# Mineral spirits to reveal excess glue?



## rdeadly (Apr 5, 2012)

Is this a common technique to show any excess glue before finishing the wood? Is this the only way or are there any other techniques?

Thanks so much!

R


----------



## Fred Hargis (Apr 28, 2012)

You can use just about any solvent, such as alcohol, acetone, and the others for the same purpose. Water would also work, but you have grain raising and maybe weaker wood joints. There is a glue that responds to UV light, you could use it and then shine the light on the wood to see if any glue streaks remain. But the MS also reveals scratches and other wood imperfections ....and is probably as cheap as it gets for that use.


----------



## rdeadly (Apr 5, 2012)

Thanks for the reply! When you mention alcohol,mod you just mean rubbing alcohol? How long would these solvents take to dry before applying a finish?

Thanks!


----------



## Fred Hargis (Apr 28, 2012)

Rubbing alcohol might work, though it has a fairly high moisture content (as I understand it). But I was referring to denatured alcohol....I keep quite a bit around for use with shellac.
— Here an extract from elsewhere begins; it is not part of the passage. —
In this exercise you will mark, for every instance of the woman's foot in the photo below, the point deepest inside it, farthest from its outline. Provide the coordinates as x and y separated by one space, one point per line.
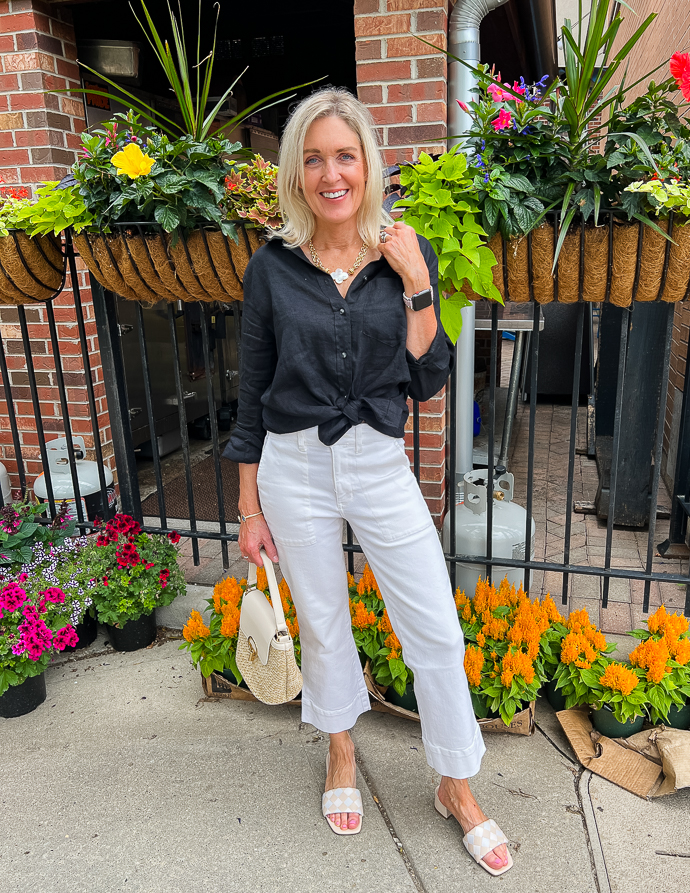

Any of these solvents evaporate fairly quickly, MS is likely the slowest....but even on a cold day it should be dry enough within less than an hour. Many finishes are (like oil base varnish) are compatible with MS, so you can actually apply varnish right over a light wiping of MS. Don't try that with all the possible combinations, but in many (maybe most) situations it shouldn't be a problem.


----------



## Steve Neul (Sep 2, 2011)

The best thing to do is wash the excess glue off with a wet rag when you are building and not have the glue stain to worry about. It's been many years since I've had to deal with a glue stain so I don't test for it. If it happens I would touch up the spot with a touch up marker before I apply the finish.


----------



## HowardAcheson (Nov 25, 2011)

In addition to finding sanding and glue marks wiping the wood surface with solvent will preview the look and color of the wood if you intend to finish the item with a clear finish.

While mineral spirits will work well and give you lots of time to look at the wood, it will also take a long time to evaporate. You need to wait for the mineral spirits to fully evaporate before continuing with your finishing. I prefer the denatured alcohol mentioned by others. It evaporates more quickly than MS allowing you to get back to work faster.


----------